Katz hopes to demystify the process, which our forefathers used for centuries, and make people interested in preparing their own fermented products in an age of pre-packaged, mass-produced, homogenized consumption.
“I think there is a strong desire among people to reclaim their food,” Katz said.
Katz will be one of nine keynote speakers, along with Sherri Brooks Vinton (home preserving), Gianaclis Caldwell (American cheese), Dan Chiras (true wisdom), Lyle Estill (sustainability), Temple Grandin (animal welfare), Barbara Pleasant (organic gardening), Joel Salatin (restoring historical normalcy) and Jenna Woginrich (community support in rural areas).
Many other individuals will make presentations or set up booths, including William Woys Weaver, Ph.D, a Mother Earth News contributing editor and member of the Keystone Center for the Study of Regional Foods and Food Tourism. He will discuss the mainstreaming of heirloom foods.
“It is important to preserve this food heritage for several reasons,” said Weaver. “First and foremost, heirloom seeds are in the public domain; nobody owns them, so we can exchange them freely.

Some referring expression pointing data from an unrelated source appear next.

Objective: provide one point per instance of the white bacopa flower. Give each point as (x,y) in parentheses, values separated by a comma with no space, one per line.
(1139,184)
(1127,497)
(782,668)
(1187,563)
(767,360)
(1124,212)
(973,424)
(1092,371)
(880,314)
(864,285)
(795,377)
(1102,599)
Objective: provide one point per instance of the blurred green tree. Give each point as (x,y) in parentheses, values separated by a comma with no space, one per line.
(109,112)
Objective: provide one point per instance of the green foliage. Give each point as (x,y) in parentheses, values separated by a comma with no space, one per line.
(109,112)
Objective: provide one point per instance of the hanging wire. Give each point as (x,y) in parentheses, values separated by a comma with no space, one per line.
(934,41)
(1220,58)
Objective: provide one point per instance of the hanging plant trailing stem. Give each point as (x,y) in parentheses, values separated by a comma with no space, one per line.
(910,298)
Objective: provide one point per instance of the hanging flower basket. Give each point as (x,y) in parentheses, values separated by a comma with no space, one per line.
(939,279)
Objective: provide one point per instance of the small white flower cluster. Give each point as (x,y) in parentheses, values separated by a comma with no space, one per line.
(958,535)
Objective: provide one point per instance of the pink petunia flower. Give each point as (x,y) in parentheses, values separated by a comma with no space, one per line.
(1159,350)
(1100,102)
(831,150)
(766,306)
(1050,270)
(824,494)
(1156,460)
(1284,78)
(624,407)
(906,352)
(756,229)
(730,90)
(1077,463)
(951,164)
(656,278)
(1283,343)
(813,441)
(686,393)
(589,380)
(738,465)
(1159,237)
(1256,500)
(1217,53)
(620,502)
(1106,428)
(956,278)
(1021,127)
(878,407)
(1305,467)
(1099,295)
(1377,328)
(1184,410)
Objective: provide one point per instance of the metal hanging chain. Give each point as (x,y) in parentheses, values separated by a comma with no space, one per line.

Since they are open-pollinated they are effectively the most ‘natural’ of the food choices we have before us today, aside from wild foods.
“The biodiversity that heirlooms offer us is important not only from the standpoint of keeping up the genetic health of our food sources, but giving us more dietary choices; it is important that we consume as many different kinds of foods as we can in order to acquire the wide range of nutrients our bodies need.”
The Seven Springs event is considered an extension of Mother Earth News, a publication that has been dedicated to sustainability and environmentalism for four decades.
“It essentially brings the magazine to life,” said Andrew Perkins, Mother Earth News Fair manager and director of Merchandising & Events for Ogden Publications Inc.